You are viewing a plain text version of this content. The canonical link for it is here.
Posted to dev@nutch.apache.org by Ar...@csiro.au on 2018/06/12 06:46:01 UTC

Nutch 1.14 issues

Hi guys,

I am porting Arch (https://www.atnf.csiro.au/computing/software/arch/) to Nutch 1.14 and Solr 7.2, and I have come across a few serious issues, of which you should be aware:


1.       The Nutch-2071 is still an issue in 1.14, because the returned parseResult is never null. If a parser fails to parse a document, it returns an empty result, but not null.
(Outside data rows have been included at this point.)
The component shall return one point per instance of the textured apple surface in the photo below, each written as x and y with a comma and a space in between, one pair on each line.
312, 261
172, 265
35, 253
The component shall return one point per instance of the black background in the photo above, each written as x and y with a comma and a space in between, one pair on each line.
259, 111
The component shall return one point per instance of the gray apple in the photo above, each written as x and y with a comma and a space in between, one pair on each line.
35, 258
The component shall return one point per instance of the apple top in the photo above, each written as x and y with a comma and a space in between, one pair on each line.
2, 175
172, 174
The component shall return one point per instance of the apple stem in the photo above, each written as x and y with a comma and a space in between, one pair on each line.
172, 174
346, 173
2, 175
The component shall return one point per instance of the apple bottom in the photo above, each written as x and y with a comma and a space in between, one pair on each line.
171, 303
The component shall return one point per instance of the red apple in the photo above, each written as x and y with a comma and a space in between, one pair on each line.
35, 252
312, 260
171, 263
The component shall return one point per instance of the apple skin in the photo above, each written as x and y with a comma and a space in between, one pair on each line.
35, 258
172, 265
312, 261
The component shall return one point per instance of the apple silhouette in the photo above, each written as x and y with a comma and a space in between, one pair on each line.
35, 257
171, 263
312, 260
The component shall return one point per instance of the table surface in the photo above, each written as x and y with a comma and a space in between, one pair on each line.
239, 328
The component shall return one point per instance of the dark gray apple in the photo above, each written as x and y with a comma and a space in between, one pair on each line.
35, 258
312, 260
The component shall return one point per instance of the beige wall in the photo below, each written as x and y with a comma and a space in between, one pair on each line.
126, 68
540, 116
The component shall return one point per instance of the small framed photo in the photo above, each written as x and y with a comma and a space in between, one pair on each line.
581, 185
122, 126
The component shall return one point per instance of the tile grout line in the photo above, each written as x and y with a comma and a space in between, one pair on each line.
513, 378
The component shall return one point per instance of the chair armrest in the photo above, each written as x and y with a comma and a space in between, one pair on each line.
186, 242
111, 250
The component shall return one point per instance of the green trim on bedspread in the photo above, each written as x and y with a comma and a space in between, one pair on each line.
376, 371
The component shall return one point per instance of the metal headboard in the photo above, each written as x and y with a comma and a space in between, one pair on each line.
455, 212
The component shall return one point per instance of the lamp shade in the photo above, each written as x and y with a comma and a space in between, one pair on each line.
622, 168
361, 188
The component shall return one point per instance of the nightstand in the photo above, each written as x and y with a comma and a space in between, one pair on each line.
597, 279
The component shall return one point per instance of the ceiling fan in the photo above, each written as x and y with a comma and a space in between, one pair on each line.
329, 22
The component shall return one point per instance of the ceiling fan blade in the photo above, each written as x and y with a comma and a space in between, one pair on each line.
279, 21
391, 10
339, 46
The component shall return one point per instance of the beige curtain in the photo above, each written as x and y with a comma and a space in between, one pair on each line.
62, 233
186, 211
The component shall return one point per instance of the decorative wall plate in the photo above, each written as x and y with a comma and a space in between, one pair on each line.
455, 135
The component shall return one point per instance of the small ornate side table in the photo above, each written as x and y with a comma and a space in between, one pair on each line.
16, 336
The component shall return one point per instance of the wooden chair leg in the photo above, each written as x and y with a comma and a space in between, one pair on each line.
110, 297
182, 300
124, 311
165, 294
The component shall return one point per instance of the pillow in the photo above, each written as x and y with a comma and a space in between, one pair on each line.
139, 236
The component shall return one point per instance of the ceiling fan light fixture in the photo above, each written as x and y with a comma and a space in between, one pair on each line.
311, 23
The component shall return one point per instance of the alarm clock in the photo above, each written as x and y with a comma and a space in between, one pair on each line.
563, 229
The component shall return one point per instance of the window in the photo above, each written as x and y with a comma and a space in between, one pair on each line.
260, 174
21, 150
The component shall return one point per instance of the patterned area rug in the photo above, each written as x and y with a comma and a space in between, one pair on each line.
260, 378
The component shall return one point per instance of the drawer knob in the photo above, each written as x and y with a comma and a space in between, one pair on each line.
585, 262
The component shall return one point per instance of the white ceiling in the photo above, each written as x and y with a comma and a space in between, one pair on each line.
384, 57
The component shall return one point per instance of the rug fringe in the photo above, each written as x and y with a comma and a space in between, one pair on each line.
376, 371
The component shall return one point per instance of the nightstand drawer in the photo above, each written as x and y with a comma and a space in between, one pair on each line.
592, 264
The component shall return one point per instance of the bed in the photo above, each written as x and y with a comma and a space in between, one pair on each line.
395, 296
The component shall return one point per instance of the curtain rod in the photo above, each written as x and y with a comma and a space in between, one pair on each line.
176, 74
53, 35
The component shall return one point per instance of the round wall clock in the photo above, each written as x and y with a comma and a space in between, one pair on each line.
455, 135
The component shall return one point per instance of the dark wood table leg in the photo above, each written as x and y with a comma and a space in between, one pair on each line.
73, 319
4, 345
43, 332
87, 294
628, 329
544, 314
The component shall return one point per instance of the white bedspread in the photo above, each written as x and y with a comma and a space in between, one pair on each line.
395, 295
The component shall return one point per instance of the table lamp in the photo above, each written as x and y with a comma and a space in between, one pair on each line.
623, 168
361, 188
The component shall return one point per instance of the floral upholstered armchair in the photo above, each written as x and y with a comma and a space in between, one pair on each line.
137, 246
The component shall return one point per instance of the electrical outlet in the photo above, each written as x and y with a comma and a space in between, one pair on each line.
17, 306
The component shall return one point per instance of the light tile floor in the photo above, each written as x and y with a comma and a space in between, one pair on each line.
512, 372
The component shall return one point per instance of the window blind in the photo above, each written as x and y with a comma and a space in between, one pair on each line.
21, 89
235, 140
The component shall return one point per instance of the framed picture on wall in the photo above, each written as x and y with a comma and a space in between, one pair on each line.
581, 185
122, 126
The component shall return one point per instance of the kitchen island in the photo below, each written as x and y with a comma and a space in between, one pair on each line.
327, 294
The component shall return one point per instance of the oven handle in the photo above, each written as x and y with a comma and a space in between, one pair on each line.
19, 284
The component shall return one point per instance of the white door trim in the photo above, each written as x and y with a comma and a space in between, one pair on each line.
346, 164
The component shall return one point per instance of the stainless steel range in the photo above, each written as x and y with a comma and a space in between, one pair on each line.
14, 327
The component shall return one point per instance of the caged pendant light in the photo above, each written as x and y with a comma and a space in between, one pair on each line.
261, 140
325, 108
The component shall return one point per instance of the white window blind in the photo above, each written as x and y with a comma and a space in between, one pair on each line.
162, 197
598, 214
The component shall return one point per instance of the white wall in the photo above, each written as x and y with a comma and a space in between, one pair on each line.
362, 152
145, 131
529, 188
This means that, from a chain of parser candidates, only the first one has a chance to try to parse the document.

2.       Nutch adopted Tika as a general parsing tool, and stopped supporting "legacy" parsing (OO, MS) plugins. I continued using them and hoped to stop supporting them in the next version of Arch I am preparing to be released, but I still can't do it, because Tika fails to parse too many documents on our site. But, when I reinforce Tika with the legacy parsers, I achieve almost 100% parsing success rate. This is why NUTCH-2071 is important for Arch. I think you should bring back legacy parsers to Nutch, because the quality of parsing of "real life" data, such as ours, is not great without them.

3.       The lines defining fall-back (*) plugin in parse-plugins.xml are not effective, because they are ignored, as long as there is at least one plugin claiming * in its plugin.xml file. In some cases, Nutch assigns * capability to plugins that don't even claim it. For example, I can't understand, why Arch content blocking plugin gets it.
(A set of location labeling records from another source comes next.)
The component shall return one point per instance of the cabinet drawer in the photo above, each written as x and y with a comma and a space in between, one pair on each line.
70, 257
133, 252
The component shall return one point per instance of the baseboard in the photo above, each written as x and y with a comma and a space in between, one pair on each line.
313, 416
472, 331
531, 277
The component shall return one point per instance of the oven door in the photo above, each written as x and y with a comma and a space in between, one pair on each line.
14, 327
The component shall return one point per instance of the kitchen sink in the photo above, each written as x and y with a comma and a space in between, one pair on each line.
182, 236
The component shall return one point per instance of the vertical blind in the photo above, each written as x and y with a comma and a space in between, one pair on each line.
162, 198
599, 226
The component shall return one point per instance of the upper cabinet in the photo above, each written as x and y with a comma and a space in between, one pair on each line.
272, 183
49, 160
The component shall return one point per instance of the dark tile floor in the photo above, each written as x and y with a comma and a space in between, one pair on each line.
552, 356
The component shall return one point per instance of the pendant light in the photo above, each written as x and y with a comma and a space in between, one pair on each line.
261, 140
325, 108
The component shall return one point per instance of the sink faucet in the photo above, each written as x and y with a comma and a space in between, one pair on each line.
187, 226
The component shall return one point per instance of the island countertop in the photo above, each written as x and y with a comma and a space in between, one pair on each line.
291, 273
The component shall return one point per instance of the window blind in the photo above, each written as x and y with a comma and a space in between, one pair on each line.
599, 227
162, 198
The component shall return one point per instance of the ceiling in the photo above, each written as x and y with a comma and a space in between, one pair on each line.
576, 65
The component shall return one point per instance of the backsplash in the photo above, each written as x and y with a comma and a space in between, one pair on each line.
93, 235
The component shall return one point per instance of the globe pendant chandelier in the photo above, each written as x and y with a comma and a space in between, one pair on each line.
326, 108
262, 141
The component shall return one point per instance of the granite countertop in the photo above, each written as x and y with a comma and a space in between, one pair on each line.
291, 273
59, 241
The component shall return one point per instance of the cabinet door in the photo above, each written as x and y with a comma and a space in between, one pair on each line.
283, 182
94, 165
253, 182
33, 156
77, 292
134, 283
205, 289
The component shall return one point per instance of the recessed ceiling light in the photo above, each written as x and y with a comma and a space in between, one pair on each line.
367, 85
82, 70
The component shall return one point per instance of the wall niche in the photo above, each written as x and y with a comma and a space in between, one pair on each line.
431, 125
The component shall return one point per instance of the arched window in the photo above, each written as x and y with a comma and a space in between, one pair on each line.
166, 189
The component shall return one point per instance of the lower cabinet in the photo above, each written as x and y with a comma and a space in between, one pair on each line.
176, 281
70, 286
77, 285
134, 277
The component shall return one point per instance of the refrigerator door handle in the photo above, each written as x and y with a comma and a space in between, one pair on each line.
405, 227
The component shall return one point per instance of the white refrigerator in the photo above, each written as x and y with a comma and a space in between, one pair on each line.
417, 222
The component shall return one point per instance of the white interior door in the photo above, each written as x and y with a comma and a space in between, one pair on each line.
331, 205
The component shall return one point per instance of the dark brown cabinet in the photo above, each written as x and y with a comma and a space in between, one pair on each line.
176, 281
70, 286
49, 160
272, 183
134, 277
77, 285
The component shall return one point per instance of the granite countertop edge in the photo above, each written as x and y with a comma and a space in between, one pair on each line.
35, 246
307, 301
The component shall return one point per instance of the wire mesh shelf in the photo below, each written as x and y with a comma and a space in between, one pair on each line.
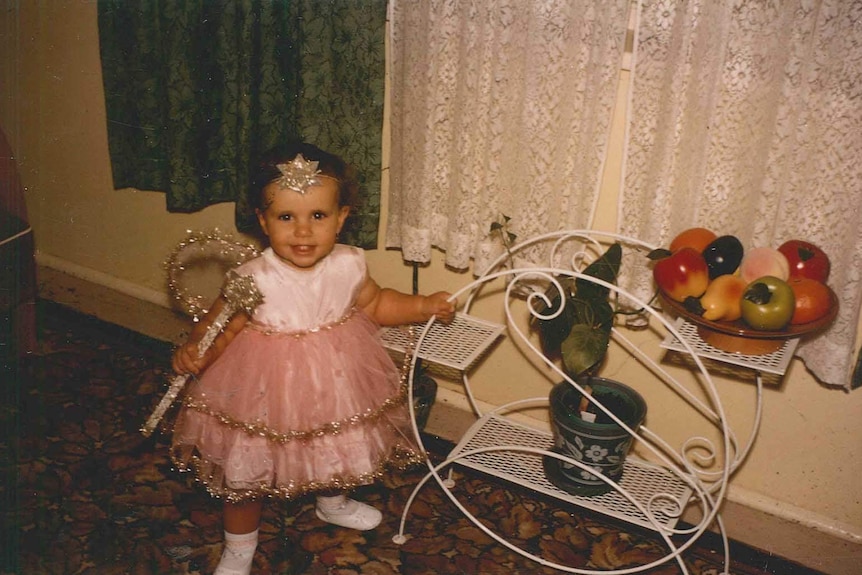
775, 363
642, 480
456, 345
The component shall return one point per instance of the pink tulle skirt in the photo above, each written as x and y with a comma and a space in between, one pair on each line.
287, 414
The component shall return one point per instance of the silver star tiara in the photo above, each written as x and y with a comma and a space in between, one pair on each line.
298, 174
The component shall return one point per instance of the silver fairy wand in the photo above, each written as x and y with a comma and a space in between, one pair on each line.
240, 294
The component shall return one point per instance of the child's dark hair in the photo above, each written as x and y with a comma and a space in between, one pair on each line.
265, 172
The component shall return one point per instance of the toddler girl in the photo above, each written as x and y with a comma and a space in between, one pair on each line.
299, 397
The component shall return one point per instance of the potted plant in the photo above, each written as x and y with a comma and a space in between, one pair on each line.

4.       In earlier versions of Nutch, use of the native libraries really helped. It reduced crawling of our site from a couple of days to 6-7 hours. In Nutch 1.14, I don't notice this. I've obtained Hadoop libraries, placed them where they are expected, even inserted an explicit load library call in my code, but I still don't notice any significant time savings.

5.       The Feed plugin seems to have a major problem. The line 102 in  FeedIndexingFilter.java generated a NumberFormatException (which caused the failure of the entire crawling process!) because it was trying to parse a date in string format, not a number. Given that this metadata piece was generated by the feed parser (same plugin), it seems that the plugin is in disagreement with itself.

6.       This is less important, but when Tika fails to parse a document, it generates a scary error message and ugly stack trace. I think this should be a one line warning, because other parsers may still parse this document successfully.

Hope this helps.

Regards,

Arkadi

Re: Nutch 1.14 issues

Posted by Ar...@csiro.au.
Hi Sebastian,

Sorry, clarifying my objectives:

I am not frustrated, just trying to help. I did not write this message to request fixes for Arch. All these issues have been fixed in Arch, except perhaps the native library issue, but I may fix it as well, if lucky enough. I wrote that message to contribute back to Nutch, because I consider these issues (at least, some of them) very important for Nutch.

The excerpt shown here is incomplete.